I'm trying to scrape data from this review site. It first go through first page, check if there's a 2nd page then go to it too. Problem is when getting to 2nd page. Page takes time to update and I still get the first page's data instead of 2nd
For example, if you go here, you will see how it takes time to load page 2 data
I tried to put a timeout or sleep but didn't work. Prefer a solution with minimal package/browser dependency (like webdriver.PhantomJS()
) as I need to run this code on my employer's environment and not sure if I can use it. Thank you!!
from urllib.request import Request, urlopen
from time import sleep
from socket import timeout
req = Request(softwareadvice, headers={'User-Agent': 'Mozilla/5.0'})
web_byte = urlopen(req, timeout=10).read()
webpage = web_byte.decode('utf-8')
parsed_html = BeautifulSoup(webpage, features="lxml")

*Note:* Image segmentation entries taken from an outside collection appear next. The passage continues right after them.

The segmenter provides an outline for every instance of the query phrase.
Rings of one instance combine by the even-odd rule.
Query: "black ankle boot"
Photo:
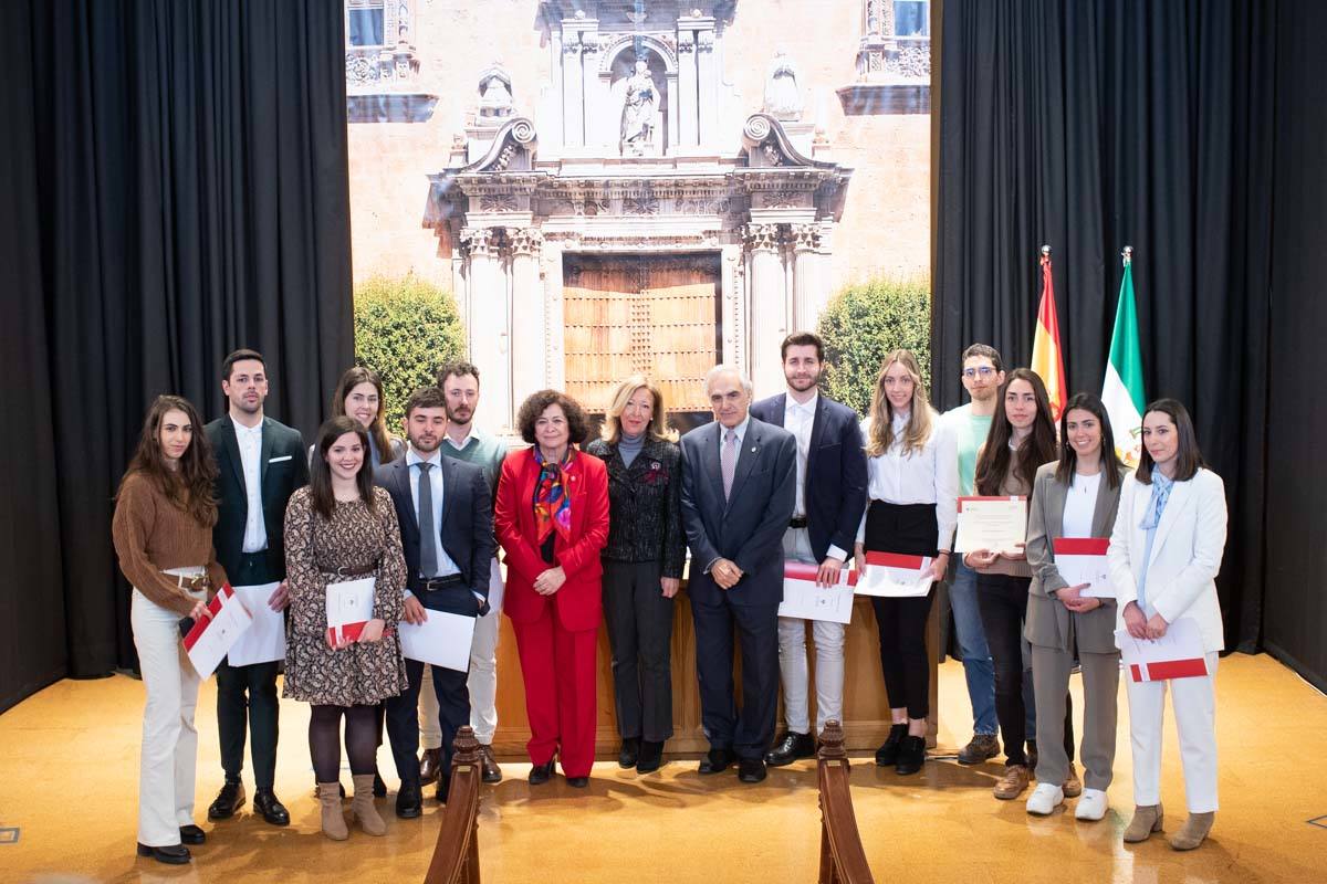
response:
[[[894,765],[894,773],[905,777],[916,774],[921,770],[924,761],[926,761],[926,738],[904,737],[904,742],[898,747],[898,762]]]
[[[908,725],[894,725],[889,729],[889,737],[876,750],[876,763],[881,767],[890,767],[898,762],[898,747],[908,736]]]

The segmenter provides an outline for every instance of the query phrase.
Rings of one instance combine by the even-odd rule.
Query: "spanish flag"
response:
[[[1055,282],[1051,278],[1051,247],[1042,247],[1042,305],[1036,309],[1036,333],[1032,337],[1032,371],[1046,384],[1051,399],[1051,417],[1060,419],[1067,386],[1064,355],[1060,350],[1060,321],[1055,315]]]

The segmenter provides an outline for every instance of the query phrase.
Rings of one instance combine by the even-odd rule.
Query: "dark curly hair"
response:
[[[585,410],[580,407],[579,402],[559,390],[540,390],[520,403],[520,411],[516,412],[520,437],[531,445],[535,444],[535,421],[549,406],[560,406],[563,414],[567,415],[568,443],[584,444],[585,437],[589,436],[589,417],[585,416]]]

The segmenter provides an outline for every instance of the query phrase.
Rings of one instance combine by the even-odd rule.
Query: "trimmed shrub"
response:
[[[930,391],[930,282],[876,277],[840,290],[820,314],[821,387],[865,416],[885,354],[912,350]]]
[[[382,375],[387,429],[402,435],[405,404],[438,368],[463,358],[466,335],[451,293],[414,274],[372,277],[354,289],[354,360]]]

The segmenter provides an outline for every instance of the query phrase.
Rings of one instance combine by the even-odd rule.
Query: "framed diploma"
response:
[[[1026,497],[959,497],[954,551],[1022,553],[1027,539]]]

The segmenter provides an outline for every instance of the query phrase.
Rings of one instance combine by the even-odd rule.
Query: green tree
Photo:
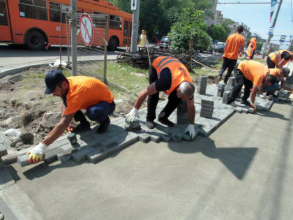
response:
[[[213,41],[226,41],[226,32],[222,25],[213,25],[211,29]]]
[[[168,34],[172,42],[171,48],[179,50],[189,50],[188,42],[192,30],[193,48],[196,50],[200,46],[206,49],[211,44],[211,41],[206,29],[203,12],[198,10],[186,10],[178,16],[176,22],[171,28],[171,32]]]

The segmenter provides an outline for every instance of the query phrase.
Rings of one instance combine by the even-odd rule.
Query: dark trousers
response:
[[[229,99],[230,102],[234,101],[237,98],[242,87],[244,85],[244,95],[242,96],[242,100],[247,101],[250,94],[250,89],[253,87],[253,83],[250,80],[246,79],[240,70],[237,70],[237,73],[235,75],[236,85],[233,88],[232,93]]]
[[[151,70],[149,71],[149,85],[157,81],[158,75],[155,71]],[[166,106],[160,112],[158,117],[163,118],[168,118],[169,116],[173,112],[173,111],[178,107],[181,101],[177,97],[176,94],[177,89],[174,89],[168,96],[168,102]],[[146,121],[153,122],[156,119],[156,109],[157,108],[158,102],[159,101],[159,92],[154,94],[147,97],[147,114]]]
[[[223,57],[223,59],[224,60],[223,61],[222,67],[219,73],[219,77],[222,78],[223,73],[224,73],[226,68],[228,68],[228,71],[227,72],[226,76],[224,79],[224,82],[227,83],[227,82],[228,82],[229,78],[231,76],[231,73],[233,71],[237,60],[231,59],[226,57]]]
[[[112,103],[109,103],[107,101],[101,101],[87,109],[86,115],[90,120],[102,124],[108,118],[109,115],[113,113],[115,107],[116,105],[114,101]],[[87,121],[86,117],[81,110],[75,112],[74,119],[75,122],[80,122],[81,123]]]
[[[266,57],[266,64],[268,65],[268,68],[275,68],[276,66],[276,64],[273,62],[273,61],[269,56]]]

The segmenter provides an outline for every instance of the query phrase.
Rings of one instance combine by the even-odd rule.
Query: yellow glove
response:
[[[38,163],[42,161],[44,155],[45,149],[47,147],[43,143],[39,143],[31,150],[27,152],[29,154],[29,163]]]

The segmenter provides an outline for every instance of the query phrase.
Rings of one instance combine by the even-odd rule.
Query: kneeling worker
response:
[[[47,73],[45,82],[47,86],[45,94],[52,94],[63,100],[61,118],[44,140],[28,152],[30,154],[29,162],[33,163],[42,161],[45,149],[64,132],[73,117],[75,121],[80,122],[74,132],[90,128],[81,109],[87,110],[89,119],[100,123],[99,133],[106,131],[110,123],[108,115],[115,110],[111,91],[97,79],[87,76],[66,78],[61,71],[53,70]]]
[[[187,68],[176,58],[159,57],[149,67],[149,80],[150,85],[140,92],[134,108],[126,117],[126,121],[130,123],[136,119],[138,117],[138,110],[149,96],[146,126],[149,129],[153,129],[159,91],[164,91],[169,95],[168,102],[159,114],[158,121],[168,126],[173,126],[173,122],[168,119],[169,116],[178,107],[181,100],[187,101],[190,124],[185,133],[189,132],[191,138],[193,139],[195,136],[195,108],[193,101],[195,87],[192,84]]]
[[[269,73],[269,68],[261,63],[253,60],[241,61],[235,75],[236,85],[233,88],[228,104],[236,106],[235,99],[244,85],[244,95],[241,97],[241,103],[248,105],[256,111],[255,101],[257,87],[260,94],[262,95],[262,85],[272,85],[276,80],[276,76]],[[250,91],[251,104],[247,101]]]

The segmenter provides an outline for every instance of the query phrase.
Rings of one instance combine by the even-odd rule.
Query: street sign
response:
[[[285,39],[286,39],[286,36],[285,35],[281,35],[281,36],[280,38],[280,42],[281,42],[281,43],[284,42]]]
[[[80,17],[80,29],[82,41],[87,46],[90,46],[93,43],[93,29],[91,17],[88,14],[83,14]]]
[[[269,29],[269,34],[273,34],[274,27],[271,27]]]
[[[137,0],[131,0],[130,2],[131,2],[131,10],[136,10]]]

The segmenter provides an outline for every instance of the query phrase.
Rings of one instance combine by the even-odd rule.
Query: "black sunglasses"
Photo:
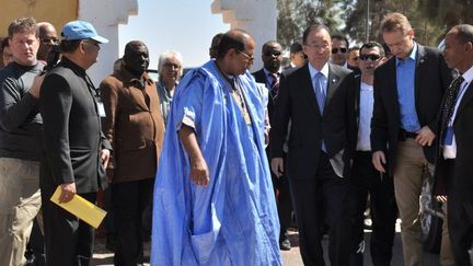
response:
[[[332,54],[337,54],[338,53],[338,50],[342,53],[342,54],[345,54],[348,49],[347,48],[332,48]]]
[[[50,44],[50,43],[57,44],[59,42],[59,39],[56,37],[44,37],[44,38],[41,38],[41,42],[43,44]]]
[[[368,59],[370,59],[371,61],[378,61],[380,58],[381,58],[380,55],[374,55],[374,54],[371,54],[371,55],[360,55],[360,59],[364,60],[364,61],[366,61]]]
[[[267,57],[270,57],[270,56],[278,57],[280,55],[281,55],[281,53],[279,50],[268,50],[265,53],[265,56],[267,56]]]

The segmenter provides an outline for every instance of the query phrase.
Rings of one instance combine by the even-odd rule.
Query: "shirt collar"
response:
[[[312,67],[312,65],[310,62],[308,62],[309,65],[309,73],[311,76],[311,79],[313,79],[315,77],[316,73],[321,72],[325,79],[328,79],[328,63],[325,62],[325,65],[322,67],[321,71],[316,70],[314,67]]]
[[[268,77],[268,76],[273,77],[273,72],[270,72],[269,70],[263,68],[263,71],[265,72],[266,77]],[[280,76],[280,72],[281,71],[280,71],[280,68],[279,68],[279,70],[277,71],[277,74]]]
[[[120,67],[120,76],[122,76],[122,78],[124,79],[124,81],[126,81],[126,82],[138,82],[138,83],[141,83],[140,82],[140,79],[139,78],[136,78],[135,76],[132,76],[126,68],[125,68],[125,66],[122,66]],[[140,78],[142,78],[145,81],[146,81],[146,83],[148,83],[149,85],[150,84],[152,84],[153,83],[153,81],[151,80],[151,78],[148,76],[148,73],[147,72],[143,72],[143,74],[140,77]]]
[[[401,62],[403,62],[407,59],[412,59],[413,61],[415,61],[416,57],[417,57],[417,44],[416,44],[416,42],[413,42],[413,50],[411,51],[411,55],[404,60],[401,60],[396,57],[395,58],[396,59],[396,66],[399,66]]]
[[[462,77],[463,77],[464,81],[466,81],[469,84],[471,84],[471,82],[473,80],[473,66],[469,70],[466,70],[466,72],[464,72],[462,74]]]

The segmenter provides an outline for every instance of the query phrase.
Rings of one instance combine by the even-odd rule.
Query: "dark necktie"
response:
[[[270,73],[270,76],[273,76],[273,82],[269,85],[269,94],[272,99],[275,100],[279,92],[279,73]]]
[[[464,79],[463,77],[459,76],[457,79],[453,80],[453,82],[450,84],[448,91],[447,91],[447,99],[445,101],[445,104],[441,109],[441,116],[440,116],[440,137],[441,139],[445,138],[443,134],[447,129],[447,125],[450,120],[451,115],[453,114],[453,109],[457,102],[457,96],[460,91],[460,86],[463,83]]]
[[[322,85],[324,76],[321,72],[318,72],[313,78],[313,86],[315,90],[315,97],[319,104],[319,109],[321,114],[323,114],[324,107],[325,107],[325,89]]]

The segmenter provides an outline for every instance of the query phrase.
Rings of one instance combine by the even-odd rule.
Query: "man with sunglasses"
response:
[[[353,158],[348,193],[345,198],[346,212],[343,229],[348,248],[345,256],[350,257],[350,266],[364,265],[364,212],[370,195],[372,234],[370,254],[372,264],[390,265],[395,232],[397,208],[391,177],[378,172],[371,163],[371,116],[373,108],[374,69],[384,62],[384,49],[376,42],[366,43],[360,48],[359,68],[361,73],[353,72],[349,90],[350,154]]]
[[[57,45],[59,39],[57,37],[56,28],[49,22],[39,22],[39,49],[36,55],[37,59],[46,62],[49,51],[54,45]]]
[[[33,220],[41,208],[42,117],[33,18],[10,23],[12,61],[0,71],[0,265],[23,265]]]
[[[281,265],[255,43],[223,34],[177,85],[154,185],[151,265]]]
[[[39,185],[49,266],[89,265],[93,251],[93,228],[50,201],[59,189],[59,203],[80,195],[95,203],[96,192],[106,185],[105,169],[112,146],[101,129],[105,116],[99,91],[86,74],[108,39],[92,24],[72,21],[62,28],[62,59],[46,74],[41,88],[44,157]]]
[[[348,39],[345,36],[341,34],[332,35],[332,62],[348,68]]]
[[[264,67],[252,74],[255,77],[256,82],[265,84],[269,92],[267,111],[269,116],[269,125],[272,125],[273,109],[277,101],[279,77],[281,74],[282,47],[280,44],[276,41],[266,42],[263,45],[262,59]],[[266,148],[266,154],[268,160],[270,160],[269,146]],[[291,223],[291,198],[289,192],[289,182],[286,175],[277,177],[274,173],[272,173],[272,180],[275,193],[278,195],[276,203],[280,223],[279,247],[284,251],[289,251],[291,247],[287,235],[287,229]]]
[[[388,178],[393,176],[404,264],[420,265],[419,196],[424,178],[434,172],[436,118],[452,71],[437,48],[414,41],[405,15],[388,14],[380,30],[394,57],[374,71],[372,162]],[[440,259],[450,265],[446,245],[442,241]]]

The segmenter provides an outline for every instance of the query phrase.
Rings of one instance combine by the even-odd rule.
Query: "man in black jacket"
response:
[[[347,222],[344,241],[351,254],[350,265],[364,265],[364,212],[370,195],[372,234],[370,254],[376,266],[390,265],[395,233],[397,208],[394,198],[393,180],[374,169],[371,163],[371,117],[373,108],[374,69],[384,62],[384,49],[376,42],[366,43],[360,48],[359,68],[361,73],[353,72],[354,84],[349,89],[350,153],[351,174],[345,201]]]
[[[41,207],[39,158],[42,117],[39,83],[43,65],[34,19],[10,23],[13,62],[0,71],[0,265],[23,265],[33,219]]]
[[[279,90],[279,77],[281,74],[282,47],[276,41],[266,42],[262,49],[262,59],[264,68],[252,73],[258,83],[263,83],[269,91],[267,111],[269,116],[269,125],[273,122],[273,109],[277,101]],[[266,148],[266,154],[270,162],[270,139],[269,146]],[[287,153],[287,150],[286,152]],[[291,222],[291,197],[289,190],[289,181],[287,175],[276,176],[272,173],[273,187],[277,195],[278,217],[280,223],[279,247],[282,251],[290,250],[290,242],[287,235],[287,229]]]
[[[76,194],[94,203],[105,184],[112,147],[101,131],[105,115],[99,91],[85,70],[99,56],[97,35],[88,22],[73,21],[62,28],[61,62],[47,73],[41,91],[45,157],[41,169],[47,265],[89,265],[93,229],[49,198],[59,187],[59,203]]]

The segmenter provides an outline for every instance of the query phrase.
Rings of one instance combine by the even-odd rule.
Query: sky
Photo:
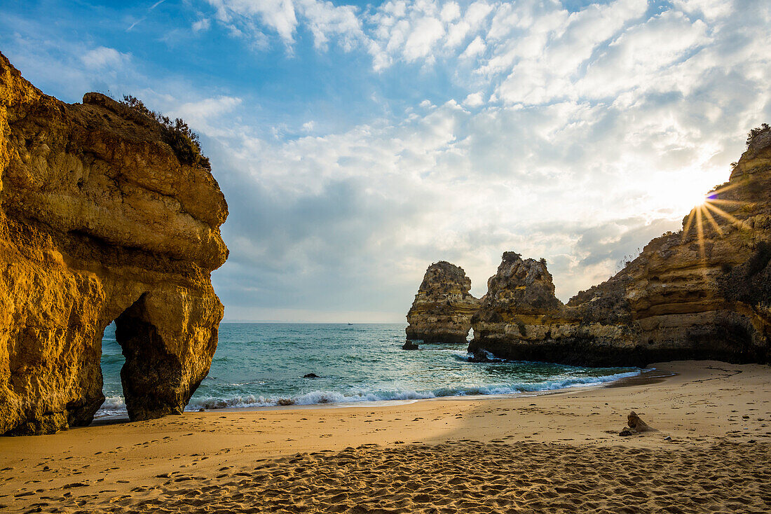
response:
[[[771,120],[768,0],[4,0],[69,102],[183,118],[225,194],[225,321],[403,322],[426,268],[614,274]]]

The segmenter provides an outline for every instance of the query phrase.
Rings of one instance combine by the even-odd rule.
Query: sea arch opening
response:
[[[167,351],[151,308],[148,294],[143,294],[105,328],[100,365],[101,412],[106,415],[125,412],[131,421],[139,421],[180,410],[174,386],[182,378],[182,365]]]

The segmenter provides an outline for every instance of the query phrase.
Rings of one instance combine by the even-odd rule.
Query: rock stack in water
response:
[[[607,281],[563,305],[542,261],[511,252],[472,320],[470,351],[637,365],[771,356],[771,131],[753,131],[726,184]],[[481,353],[481,352],[480,352]]]
[[[469,292],[471,279],[462,267],[443,260],[429,266],[407,313],[407,339],[426,343],[464,343],[479,300]]]
[[[131,419],[180,413],[208,372],[227,206],[162,130],[44,95],[0,54],[0,434],[91,422],[113,321]]]

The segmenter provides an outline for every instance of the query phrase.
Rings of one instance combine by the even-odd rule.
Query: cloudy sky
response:
[[[678,230],[771,120],[769,26],[768,0],[5,0],[0,51],[200,134],[226,320],[399,322],[433,261],[480,296],[543,257],[567,301]]]

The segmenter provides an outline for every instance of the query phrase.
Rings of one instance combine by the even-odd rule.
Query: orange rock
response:
[[[113,321],[130,418],[180,413],[217,348],[227,217],[153,120],[44,95],[0,54],[0,434],[90,423]]]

true=parsed_html.find('div', {'class':['Grid-cell--1of12 pagination-arrows pagination-arrows-right']})
while(true):
true = parsed_html.find('div', {'class':['Grid-cell--1of12 pagination-arrows pagination-arrows-right']})
if(not True):
true=False
else:
req = Request(softwareadvice+'?review.page=2', headers=hdr)
sleep(10)
webpage = urlopen(req, timeout=10)
sleep(10)
webpage = webpage.read().decode('utf-8')
parsed_html = BeautifulSoup(webpage, features="lxml")